I should add that the general public finds runaway sexual selection extremely attractive, and there are numerous authors who have asserted that humans have this or that characteristic (e.g., musicality and intelligence for males, big breasts and wide hips for females) because of sexual selection. There is little support for such notions in the serious professional literature, and Roughgarden is rightly exasperated with such arguments.

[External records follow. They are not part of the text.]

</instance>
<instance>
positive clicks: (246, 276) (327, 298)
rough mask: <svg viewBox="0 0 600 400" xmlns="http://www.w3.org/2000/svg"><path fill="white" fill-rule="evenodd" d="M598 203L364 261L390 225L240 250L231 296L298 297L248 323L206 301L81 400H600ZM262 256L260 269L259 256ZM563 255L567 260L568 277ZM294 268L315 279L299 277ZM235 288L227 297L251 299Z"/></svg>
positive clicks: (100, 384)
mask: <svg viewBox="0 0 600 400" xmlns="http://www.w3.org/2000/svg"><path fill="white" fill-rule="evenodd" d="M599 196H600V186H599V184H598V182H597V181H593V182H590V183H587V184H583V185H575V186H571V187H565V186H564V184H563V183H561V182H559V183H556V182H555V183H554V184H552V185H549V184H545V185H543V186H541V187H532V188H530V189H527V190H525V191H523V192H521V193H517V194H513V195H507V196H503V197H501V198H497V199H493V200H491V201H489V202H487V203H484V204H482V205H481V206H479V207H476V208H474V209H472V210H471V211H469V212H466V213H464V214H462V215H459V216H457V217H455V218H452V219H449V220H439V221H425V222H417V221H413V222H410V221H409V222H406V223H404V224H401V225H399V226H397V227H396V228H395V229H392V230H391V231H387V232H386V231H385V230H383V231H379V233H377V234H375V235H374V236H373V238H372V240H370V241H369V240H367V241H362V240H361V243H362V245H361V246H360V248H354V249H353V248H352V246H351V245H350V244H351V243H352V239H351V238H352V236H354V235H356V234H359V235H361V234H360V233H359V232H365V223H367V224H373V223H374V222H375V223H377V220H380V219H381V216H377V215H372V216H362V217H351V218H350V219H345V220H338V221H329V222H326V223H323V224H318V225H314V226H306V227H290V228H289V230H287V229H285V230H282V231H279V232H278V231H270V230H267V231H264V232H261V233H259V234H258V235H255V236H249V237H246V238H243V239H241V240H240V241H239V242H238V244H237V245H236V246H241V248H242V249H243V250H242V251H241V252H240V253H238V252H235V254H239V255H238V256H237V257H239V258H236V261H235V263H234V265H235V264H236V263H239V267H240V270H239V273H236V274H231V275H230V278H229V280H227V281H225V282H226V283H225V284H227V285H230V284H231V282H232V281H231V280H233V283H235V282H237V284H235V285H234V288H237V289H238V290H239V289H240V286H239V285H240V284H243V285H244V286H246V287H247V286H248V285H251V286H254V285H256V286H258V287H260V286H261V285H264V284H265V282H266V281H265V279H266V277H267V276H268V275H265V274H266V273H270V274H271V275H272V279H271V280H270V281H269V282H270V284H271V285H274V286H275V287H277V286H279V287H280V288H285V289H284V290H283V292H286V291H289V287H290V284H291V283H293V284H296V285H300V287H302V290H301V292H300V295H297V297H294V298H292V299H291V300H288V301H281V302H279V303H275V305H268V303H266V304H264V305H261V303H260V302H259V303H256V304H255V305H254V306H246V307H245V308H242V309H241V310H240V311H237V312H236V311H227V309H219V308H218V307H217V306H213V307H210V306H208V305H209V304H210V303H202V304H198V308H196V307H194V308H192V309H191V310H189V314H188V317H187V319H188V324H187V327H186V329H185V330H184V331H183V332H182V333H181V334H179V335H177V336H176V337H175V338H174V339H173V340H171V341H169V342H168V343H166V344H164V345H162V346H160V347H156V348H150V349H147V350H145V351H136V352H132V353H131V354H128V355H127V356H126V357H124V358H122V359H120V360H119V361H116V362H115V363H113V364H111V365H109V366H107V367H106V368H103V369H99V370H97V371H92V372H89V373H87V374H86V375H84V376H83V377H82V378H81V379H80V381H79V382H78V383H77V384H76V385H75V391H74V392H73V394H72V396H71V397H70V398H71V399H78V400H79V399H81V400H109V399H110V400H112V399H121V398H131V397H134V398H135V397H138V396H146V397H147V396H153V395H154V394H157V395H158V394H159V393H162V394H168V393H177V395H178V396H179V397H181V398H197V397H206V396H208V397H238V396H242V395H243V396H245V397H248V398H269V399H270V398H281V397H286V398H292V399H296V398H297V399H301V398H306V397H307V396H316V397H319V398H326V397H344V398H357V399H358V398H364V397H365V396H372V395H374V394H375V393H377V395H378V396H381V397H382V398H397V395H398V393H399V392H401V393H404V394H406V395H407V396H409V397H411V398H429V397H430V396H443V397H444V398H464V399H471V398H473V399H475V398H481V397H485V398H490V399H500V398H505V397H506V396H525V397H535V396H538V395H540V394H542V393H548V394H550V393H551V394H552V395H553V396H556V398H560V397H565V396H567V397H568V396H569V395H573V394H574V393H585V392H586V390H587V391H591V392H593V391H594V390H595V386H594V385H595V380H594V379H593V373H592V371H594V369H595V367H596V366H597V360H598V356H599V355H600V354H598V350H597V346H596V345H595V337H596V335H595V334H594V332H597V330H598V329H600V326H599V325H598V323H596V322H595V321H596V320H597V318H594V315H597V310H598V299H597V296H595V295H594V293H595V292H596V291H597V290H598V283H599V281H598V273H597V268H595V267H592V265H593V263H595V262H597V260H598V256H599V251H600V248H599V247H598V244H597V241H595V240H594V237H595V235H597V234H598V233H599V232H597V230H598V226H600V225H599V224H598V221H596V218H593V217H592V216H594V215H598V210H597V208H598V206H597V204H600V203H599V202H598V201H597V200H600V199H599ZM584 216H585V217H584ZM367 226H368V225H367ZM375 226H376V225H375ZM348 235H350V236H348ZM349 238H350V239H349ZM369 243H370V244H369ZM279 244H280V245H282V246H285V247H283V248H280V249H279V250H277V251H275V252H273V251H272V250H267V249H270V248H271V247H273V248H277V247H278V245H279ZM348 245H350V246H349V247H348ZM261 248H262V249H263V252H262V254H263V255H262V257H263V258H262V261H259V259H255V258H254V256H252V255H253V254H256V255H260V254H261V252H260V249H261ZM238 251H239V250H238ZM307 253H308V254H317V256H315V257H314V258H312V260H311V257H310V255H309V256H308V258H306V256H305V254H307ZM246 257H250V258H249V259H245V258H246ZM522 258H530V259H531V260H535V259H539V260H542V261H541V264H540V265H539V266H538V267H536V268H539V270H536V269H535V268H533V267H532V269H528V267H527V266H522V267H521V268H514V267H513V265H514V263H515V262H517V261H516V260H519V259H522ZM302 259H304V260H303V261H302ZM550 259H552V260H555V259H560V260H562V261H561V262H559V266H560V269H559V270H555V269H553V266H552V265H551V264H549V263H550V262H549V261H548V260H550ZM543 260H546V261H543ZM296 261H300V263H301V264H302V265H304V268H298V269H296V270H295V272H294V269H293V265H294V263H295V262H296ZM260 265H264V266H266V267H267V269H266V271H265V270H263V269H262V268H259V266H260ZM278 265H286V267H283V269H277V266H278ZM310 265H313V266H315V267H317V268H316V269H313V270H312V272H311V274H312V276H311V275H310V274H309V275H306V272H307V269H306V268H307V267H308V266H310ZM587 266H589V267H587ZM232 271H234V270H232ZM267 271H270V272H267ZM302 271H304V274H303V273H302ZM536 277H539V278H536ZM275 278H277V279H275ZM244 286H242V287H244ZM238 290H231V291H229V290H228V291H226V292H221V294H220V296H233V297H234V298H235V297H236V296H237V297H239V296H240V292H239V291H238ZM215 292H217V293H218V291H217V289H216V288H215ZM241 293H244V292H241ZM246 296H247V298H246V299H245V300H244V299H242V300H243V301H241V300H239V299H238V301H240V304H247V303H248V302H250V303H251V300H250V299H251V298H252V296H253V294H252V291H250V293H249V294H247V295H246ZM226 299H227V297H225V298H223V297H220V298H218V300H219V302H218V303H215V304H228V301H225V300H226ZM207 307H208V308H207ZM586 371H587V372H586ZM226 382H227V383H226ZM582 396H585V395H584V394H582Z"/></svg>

I should also add that the fact that in many species the "coy" female and the "promiscuous" male stereotype is fairly accurate does not mean that it holds for all species. It certainly does not. There has been some attempt to claim that it holds in humans, and to use this difference between human masculinity and femininity to account for the sex differences in human society (especially the fact that women prefer rich and powerful men and men prefer young and nubile women). I do not find this argument at all persuasive. The problem is that there is an equally plausible explanation in terms of patriarchal culture and the remnants thereof. There may of course be differential innate predisposition in men and women concerning nurturance, family values, and the like, but observed difference are most likely do to acculturation and male/female status differences rather than genes. I would not be surprised if it turns out that most male-female behavioral differences in human society are highly attenuated or eliminated in the context of a gender-neutral culture. However, if differences remain, I suspect they will be in conformance with the relative investment in gamete theory which, although of doubtful relevance in today's world, was of prime importance in our evolutionary history.

I think the most valuable aspect of this book is Roughgarden's demonstration, through a sort of low-tech biblical exegesis, that a belief in the teachings of Jesus, as laid out in the New Testament, is not in conflict with evolutionary theory. She throws in for good measure (though limited relevance) that homosexuality, bisexuality, trans/ambiguous gender, and other aspects of modern life that liberate us from gender stereotypes are neither modern, nor prohibited by the Bible, nor absent from the non-human animal world. All that for only $15.00. Pretty hard to beat.